Information Governance Industry
Has the NHS gone compliance crazy? In a few years information governance has expanded from a toolkit into an industry. NHS trusts are spending more and more on ensuring compliance—a trend accelerated by the large fines being handed out.
I worry the NHS is developing a compliance culture in the way of Children’s Services or to some extent the Police. This is a particularly concerning when staff are challenged to improve the efficiency of services, because structured compliance soaks up the time needed for innovation. It is easier to tick a box than seek solutions outside the box.
Information governance is following a similar path to data quality. I still come across NHS staff whose job is to correct the data entry mistakes of frontline staff. It is also impossible to eliminate risk.
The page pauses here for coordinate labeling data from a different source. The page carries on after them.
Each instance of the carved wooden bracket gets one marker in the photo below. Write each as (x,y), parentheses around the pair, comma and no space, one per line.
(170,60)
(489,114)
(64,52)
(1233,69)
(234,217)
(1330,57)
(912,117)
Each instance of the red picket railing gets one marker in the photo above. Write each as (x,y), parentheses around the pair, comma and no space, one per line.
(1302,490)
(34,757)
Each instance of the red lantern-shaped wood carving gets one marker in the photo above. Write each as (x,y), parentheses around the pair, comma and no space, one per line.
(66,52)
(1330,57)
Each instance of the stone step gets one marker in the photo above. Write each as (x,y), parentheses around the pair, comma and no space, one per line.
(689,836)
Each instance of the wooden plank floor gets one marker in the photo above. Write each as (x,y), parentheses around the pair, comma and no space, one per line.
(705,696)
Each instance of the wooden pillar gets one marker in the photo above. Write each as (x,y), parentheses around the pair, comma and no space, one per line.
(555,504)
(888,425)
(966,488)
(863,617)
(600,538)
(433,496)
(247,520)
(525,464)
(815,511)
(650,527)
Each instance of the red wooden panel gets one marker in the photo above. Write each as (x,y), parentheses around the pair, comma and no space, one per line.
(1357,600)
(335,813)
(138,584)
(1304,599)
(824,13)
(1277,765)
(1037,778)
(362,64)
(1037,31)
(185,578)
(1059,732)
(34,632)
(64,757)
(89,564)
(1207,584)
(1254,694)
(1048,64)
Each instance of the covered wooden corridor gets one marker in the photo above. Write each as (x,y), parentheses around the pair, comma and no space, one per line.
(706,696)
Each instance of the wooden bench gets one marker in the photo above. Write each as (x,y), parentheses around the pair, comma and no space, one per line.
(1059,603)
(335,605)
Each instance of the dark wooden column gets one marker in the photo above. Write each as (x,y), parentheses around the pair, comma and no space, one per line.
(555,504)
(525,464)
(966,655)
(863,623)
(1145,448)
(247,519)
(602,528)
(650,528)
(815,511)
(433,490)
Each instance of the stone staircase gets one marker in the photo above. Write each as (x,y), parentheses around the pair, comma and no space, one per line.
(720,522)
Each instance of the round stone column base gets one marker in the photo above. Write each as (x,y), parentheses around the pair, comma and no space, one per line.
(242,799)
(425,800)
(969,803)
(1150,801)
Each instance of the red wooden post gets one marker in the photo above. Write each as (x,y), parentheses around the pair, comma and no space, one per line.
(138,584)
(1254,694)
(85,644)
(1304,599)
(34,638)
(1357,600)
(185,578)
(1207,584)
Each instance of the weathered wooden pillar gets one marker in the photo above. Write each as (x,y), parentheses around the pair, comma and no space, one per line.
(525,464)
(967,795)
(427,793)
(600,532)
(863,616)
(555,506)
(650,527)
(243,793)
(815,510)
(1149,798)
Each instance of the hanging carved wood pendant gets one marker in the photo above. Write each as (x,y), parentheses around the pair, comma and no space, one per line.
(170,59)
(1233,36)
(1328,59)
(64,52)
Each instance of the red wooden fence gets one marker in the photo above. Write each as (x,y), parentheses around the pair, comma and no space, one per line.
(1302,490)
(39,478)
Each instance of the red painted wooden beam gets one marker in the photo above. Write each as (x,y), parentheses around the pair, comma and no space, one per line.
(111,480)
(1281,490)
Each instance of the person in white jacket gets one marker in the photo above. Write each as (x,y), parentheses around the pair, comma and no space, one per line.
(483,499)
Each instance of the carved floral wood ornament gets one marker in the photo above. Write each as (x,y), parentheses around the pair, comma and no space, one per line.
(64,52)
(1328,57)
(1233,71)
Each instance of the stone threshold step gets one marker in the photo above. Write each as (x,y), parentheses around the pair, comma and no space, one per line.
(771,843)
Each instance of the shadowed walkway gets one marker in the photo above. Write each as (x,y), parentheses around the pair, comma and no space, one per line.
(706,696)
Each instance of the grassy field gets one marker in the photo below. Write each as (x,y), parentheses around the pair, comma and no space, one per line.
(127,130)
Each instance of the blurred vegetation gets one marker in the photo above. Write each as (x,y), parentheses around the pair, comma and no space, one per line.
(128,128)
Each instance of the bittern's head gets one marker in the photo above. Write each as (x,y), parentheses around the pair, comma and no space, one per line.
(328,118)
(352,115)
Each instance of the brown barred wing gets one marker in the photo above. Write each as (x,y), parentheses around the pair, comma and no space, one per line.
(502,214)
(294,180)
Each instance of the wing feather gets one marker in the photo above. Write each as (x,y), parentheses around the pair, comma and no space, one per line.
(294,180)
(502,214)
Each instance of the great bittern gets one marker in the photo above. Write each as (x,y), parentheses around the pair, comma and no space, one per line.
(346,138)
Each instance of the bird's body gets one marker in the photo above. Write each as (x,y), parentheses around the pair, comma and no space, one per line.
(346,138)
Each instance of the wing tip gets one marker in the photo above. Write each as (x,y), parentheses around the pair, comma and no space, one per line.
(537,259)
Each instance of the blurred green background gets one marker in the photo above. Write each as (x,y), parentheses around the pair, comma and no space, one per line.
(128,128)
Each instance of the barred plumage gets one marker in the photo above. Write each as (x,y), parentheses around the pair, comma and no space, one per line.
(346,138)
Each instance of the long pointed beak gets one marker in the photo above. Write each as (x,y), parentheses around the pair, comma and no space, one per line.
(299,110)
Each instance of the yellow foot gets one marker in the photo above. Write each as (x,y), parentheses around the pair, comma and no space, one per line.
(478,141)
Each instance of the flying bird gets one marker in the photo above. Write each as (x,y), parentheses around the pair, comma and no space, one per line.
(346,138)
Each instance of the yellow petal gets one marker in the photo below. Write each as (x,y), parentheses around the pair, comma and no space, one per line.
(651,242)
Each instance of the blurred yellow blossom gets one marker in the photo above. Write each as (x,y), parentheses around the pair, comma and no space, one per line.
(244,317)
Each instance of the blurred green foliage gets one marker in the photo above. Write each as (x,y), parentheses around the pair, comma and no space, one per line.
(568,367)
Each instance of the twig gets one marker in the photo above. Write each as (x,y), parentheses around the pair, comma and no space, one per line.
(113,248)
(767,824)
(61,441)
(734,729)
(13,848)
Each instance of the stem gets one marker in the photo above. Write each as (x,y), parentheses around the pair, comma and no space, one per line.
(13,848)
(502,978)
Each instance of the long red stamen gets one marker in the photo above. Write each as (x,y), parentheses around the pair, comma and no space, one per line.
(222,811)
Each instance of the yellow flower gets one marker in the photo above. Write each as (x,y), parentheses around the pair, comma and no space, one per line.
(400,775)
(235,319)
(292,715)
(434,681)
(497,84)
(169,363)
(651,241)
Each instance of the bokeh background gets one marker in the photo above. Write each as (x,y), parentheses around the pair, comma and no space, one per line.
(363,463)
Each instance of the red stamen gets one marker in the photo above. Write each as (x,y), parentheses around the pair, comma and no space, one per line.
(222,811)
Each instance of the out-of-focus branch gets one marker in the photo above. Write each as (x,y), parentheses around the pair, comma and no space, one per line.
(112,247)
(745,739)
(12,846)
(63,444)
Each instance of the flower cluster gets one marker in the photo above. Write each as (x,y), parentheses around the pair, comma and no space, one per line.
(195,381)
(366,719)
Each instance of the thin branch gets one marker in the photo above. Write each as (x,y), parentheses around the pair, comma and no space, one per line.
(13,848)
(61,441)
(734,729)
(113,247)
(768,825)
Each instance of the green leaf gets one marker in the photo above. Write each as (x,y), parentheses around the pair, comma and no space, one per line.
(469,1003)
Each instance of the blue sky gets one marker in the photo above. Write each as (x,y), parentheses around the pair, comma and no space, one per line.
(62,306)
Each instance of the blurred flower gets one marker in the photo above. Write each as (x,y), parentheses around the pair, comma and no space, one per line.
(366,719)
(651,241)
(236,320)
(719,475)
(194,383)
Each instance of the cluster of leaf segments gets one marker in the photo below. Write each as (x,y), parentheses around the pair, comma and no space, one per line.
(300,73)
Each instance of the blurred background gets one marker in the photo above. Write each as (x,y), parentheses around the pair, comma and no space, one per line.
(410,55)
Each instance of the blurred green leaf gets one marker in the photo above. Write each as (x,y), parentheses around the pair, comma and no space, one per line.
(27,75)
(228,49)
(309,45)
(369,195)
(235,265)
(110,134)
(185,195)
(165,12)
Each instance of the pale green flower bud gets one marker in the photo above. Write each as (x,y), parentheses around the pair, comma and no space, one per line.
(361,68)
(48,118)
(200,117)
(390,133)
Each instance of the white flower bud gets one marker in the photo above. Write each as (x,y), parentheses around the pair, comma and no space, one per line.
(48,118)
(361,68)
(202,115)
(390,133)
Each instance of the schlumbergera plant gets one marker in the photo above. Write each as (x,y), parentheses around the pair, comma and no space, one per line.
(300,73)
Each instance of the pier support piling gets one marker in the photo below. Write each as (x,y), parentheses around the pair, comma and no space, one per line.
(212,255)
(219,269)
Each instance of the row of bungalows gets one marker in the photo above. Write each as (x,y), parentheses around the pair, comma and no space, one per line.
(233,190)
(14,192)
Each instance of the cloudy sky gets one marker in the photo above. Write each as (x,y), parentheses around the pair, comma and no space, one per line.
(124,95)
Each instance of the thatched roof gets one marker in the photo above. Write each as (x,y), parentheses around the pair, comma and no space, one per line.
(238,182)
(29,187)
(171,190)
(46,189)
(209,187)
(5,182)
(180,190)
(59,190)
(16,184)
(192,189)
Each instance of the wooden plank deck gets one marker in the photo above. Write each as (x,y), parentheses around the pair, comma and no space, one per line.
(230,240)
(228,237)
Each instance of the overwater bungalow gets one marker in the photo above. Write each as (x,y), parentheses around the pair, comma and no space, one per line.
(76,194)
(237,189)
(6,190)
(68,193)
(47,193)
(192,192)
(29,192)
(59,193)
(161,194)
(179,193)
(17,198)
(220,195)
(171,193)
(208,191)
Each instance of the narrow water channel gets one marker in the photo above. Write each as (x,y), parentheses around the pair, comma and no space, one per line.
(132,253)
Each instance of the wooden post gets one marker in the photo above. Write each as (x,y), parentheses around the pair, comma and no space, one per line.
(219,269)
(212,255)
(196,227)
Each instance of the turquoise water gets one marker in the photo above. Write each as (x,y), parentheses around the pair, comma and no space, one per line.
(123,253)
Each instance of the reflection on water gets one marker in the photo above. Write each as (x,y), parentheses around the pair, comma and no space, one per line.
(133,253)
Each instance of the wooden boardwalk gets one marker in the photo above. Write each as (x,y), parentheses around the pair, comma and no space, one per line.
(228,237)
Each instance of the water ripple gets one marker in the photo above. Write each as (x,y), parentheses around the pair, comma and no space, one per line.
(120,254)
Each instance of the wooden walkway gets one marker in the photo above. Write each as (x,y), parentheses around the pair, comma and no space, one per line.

One of the commonest things I find when managing programmes, or digging out those in a hole, is the gulf between risk identification and risk management. Risks are often identified and then forgotten.
Of course, you have to question NHS culture when photographs of patients are posted on Facebook, confidential data on hard drives are not erased before disposal, and the correct identification of a patient needs policing.
If I know that someone else will correct my mistakes, there is less incentive for me to get it right first time. Therein lies the problem and the solution. The emphasis should not be on creating an IG industry but on empowering, and training frontline staff. Then the solution lies not in compliance but in good mangement.